Las Condiciones Para Encontrar a Dios
Juan Pablo II
Audiencia general del miércoles, 20 de Junio 2001

Ver también: Ser cristiano | Espiritualidad

Juan Pablo II nos enseña tres condiciones para poder encontrarnos con Dios:

1)Pureza de vida y de corazón;
2)Pureza de religión y culto; 
3)Justicia y rectitud. 

El contexto de su enseñanza fue su comentario del Salmo 23. 

Texto íntegro:

1. El antiguo canto del Pueblo de Dios, que acabamos de escuchar, resonaba en el templo de Jerusalén. Para poder comprender con claridad el hilo conductor que atraviesa este himno, es necesario tener bien presentes tres presupuestos fundamentales. El primero se refiere a la verdad de la creación: Dios creó al mundo y es su Señor. El segundo se refiere al juicio al que somete a las criaturas: tenemos que comparecer ante su presencia y ser interrogados por lo que hemos hecho. El tercero es el misterio de la venida de Dios: Él viene en el cosmos y en la historia, y desea tener libre acceso para establecer con los hombres una relación de profunda comunión. Esto es lo que ha escrito un comentarista moderno: «Estas son tres formas elementales de la experiencia de Dios y de la relación con Dios; nosotros vivimos por obra de Dios, ante Dios, y podemos vivir con Dios» (Gerhard Ebeling, «Sui Salmi», Brescia 1973, p. 97).

2. A estos tres presupuestos les corresponden las tres partes del Salmo 23, que ahora trataremos de profundizar, considerándolas como tres paneles de un tríptico de poesía y oración. La primera es una breve aclamación al Creador, a quien pertenece la tierra y sus habitantes (versículos 1 y 2). Es una especie de profesión de fe en el Señor del cosmos y de la historia. La creación, según la antigua visión del mundo, es concebida como una obra arquitectónica: Dios pone los fundamentos de la tierra sobre el mar, símbolo de las aguas caóticas y destructoras, signo de las limitaciones de las criaturas, condicionadas por la nada y el mal. La realidad creada está suspendida en este abismo y es conservada en el ser y en la vida por la obra creadora y providente de Dios.

3. Tras el horizonte cósmico, la perspectiva del salmista se concentra en el microcosmos de Sión, el «monte del Señor». Aquí aparece el segundo cuadro del Salmo (versículos 3 a 6). Nos encontramos ante el templo de Jerusalén. La procesión de fieles dirige a los custodios de la puerta santa una pregunta de entrada: «¿Quién puede subir al monte del Señor? ¿Quién puede estar en el recinto sacro?». Los sacerdotes, como sucede también en algún otro texto bíblico llamado por los expertos «liturgia de entrada» (cf.

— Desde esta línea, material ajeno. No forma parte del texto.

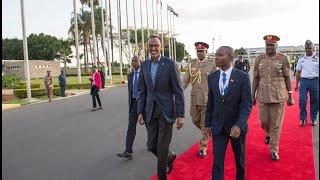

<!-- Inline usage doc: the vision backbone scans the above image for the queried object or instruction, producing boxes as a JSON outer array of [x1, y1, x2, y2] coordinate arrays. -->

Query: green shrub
[[13, 88, 60, 99], [2, 74, 21, 89], [13, 84, 40, 89], [66, 83, 91, 89]]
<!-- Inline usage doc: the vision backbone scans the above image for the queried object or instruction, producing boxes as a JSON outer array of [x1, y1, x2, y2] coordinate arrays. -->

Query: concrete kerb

Sal 14; Is 33,14-16; Mi 6,6-8), responden haciendo la lista de condiciones para poder acceder a la comunión con el Señor en el culto. No se trata de normas meramente rituales y exteriores que hay que observar, sino más bien de compromisos morales y existenciales que hay que practicar. Es casi un examen de conciencia o un acto penitencial que precede la celebración litúrgica.

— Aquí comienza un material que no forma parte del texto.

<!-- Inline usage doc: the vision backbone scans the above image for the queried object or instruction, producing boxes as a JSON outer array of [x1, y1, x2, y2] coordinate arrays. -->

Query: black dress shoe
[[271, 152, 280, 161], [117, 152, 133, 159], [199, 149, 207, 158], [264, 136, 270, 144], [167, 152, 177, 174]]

4. Los sacerdotes presentan tres exigencias. Ante todo hay que tener «manos inocentes y puro corazón». «Manos» y «corazón» evocan la acción y la intención, es decir, todo el ser del hombre que debe ser radicalmente orientado hacia Dios y su ley. La segunda exigencia es la de «no decir mentiras», que en el lenguaje bíblico no sólo hace referencia a la sinceridad, sino también a la lucha contra la idolatría, pues los ídolos son falsos dioses, es decir, «mentira». Se confirma así el mandamiento del Decálogo, la pureza de la religión y del culto. Por último, aparece la tercera condición que hace referencia a las relaciones con el prójimo: «no jurar contra el prójimo en falso». La palabra, como es sabido, en una civilización oral como la del antiguo Israel, no podía ser instrumento de engaño, sino que por el contrario era símbolo de las relaciones sociales inspiradas en la justicia y la rectitud.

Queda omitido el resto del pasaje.